Père-Lachaise may be the super star cemetery of Paris in terms of notoriety and also as one of the most visited tourist attractions, but other cemeteries in Paris hold their own.
Montmartre Cemetery has its own share of great Parisians to be proud of: François Truffaut, Gustave Moreau, Degas, Fragonard, Hector Berlioz, Francis Picabia, Sacha Guitry, and American singer Carol Fredericks. Topping the list is legendary singer Dalida, one of the most beloved entertainers in Europe and the Middle East, selling more than 150 million records. She sadly committed suicide at the age of 54 in 1987 at the pinnacle of her career. Her elaborate tombstone contains a gray marble arch with a full-length statue of her posing in front.

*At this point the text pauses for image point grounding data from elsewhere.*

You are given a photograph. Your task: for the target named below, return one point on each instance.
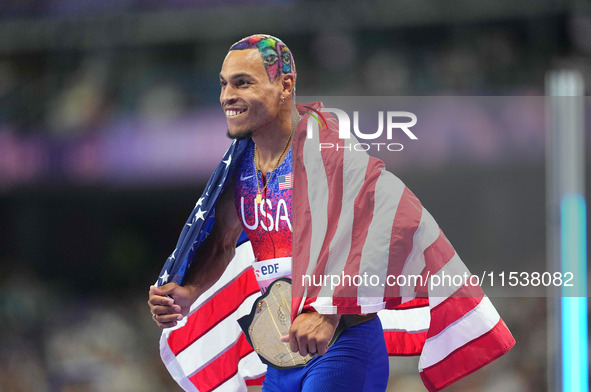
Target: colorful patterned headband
(277, 57)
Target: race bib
(268, 271)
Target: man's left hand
(311, 333)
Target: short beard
(240, 136)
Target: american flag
(285, 181)
(374, 225)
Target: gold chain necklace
(260, 191)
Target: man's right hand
(170, 303)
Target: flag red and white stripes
(349, 216)
(207, 350)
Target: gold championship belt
(268, 321)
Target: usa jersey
(268, 223)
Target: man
(351, 216)
(257, 91)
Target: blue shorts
(358, 361)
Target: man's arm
(170, 303)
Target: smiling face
(249, 99)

Built on the remains of a gypsum mine, Montmartre Cemetery was opened in 1825. Due to the overcrowding of cemeteries in Paris and the ill health effects they caused, the city of Paris forbade the building of new cemeteries in the late 1700s. At that time, Montmartre was not part of Paris, and was officially incorporated in the arrondissement system during the Haussmann period in the 1860s.

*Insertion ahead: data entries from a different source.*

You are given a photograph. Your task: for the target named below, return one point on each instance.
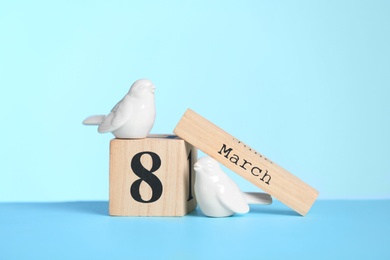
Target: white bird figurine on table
(217, 195)
(133, 116)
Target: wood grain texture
(176, 199)
(246, 162)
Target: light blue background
(306, 83)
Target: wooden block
(246, 162)
(152, 176)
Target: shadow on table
(87, 207)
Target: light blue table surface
(83, 230)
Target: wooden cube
(152, 176)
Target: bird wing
(233, 199)
(117, 117)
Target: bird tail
(94, 120)
(257, 198)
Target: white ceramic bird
(133, 116)
(217, 195)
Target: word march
(244, 164)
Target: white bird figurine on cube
(133, 116)
(217, 195)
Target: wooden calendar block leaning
(151, 176)
(246, 162)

I recently visited Montmartre Cemetery on a cool, sunny day, strolling through the alleyways of graves dotted with cedar, maple and chestnut trees laid bare. A blanket of thick green moss covered many of the tombstones and pots of mums were placed alongside but overturned by the strong winds. I captured the sun streaming through the delicate cobwebs inside the family chapels with stained glass in the background.
Spending time in the calming and peaceful Montmartre Cemetery was a perfect break from my sometimes hectic Paris life.